Deux mots aussi aujourd’hui pour te donner de mes nouvelles toujours très bonnes. J’espère que ma petite lettre vous trouvera tous en très bonne santé et plus tant désespérés, car à présent, je ne crains rien du tout et vous pouvez être bien certain que j’irai vous voir d’ici 15 jours, alors tranquillisez-vous bien. A présent, on va nous donner des pantalons comme les fantassins bleus clairs. On nous change souvent de tunes.
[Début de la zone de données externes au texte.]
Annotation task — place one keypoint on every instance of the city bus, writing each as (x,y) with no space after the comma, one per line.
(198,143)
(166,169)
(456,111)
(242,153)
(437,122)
Pour le moment, nous sommes assez tranquilles, on ne nous emmerde pas trop, nous nettoyons notre fourbi tout doucement cet après-midi, nous avons une revue d’armes. Ces jours-ci, il ne fait que pleuvoir. Heureusement nous sommes dedans. Ici tout est plus cher que sur le front. Papier à lettre, des pochettes de 4 feuilles et 4 enveloppes, on les payait deux sous et ici 3 sous. Les cartes militaires 6 sous les 2 f et ici 10 sous. Enfin tout est beaucoup plus cher. Le vin 22 sous alors il y a plus moyen d’en boire. Heureusement on trouve du cidre à 4 sous le litre. Il a un degré de plus que l’eau. Heureusement je vais aller en permission pour boire un coup et j’en profiterai.
Plus rien pour aujourd’hui. Le bonjour à tous les parents et voisins, ainsi qu’à Rémy et Ferdinand et pour vous tous mes plus doux et tendres baisers.

Ton petit frère qui pense à toi et ne s’en fait pas. Riquet.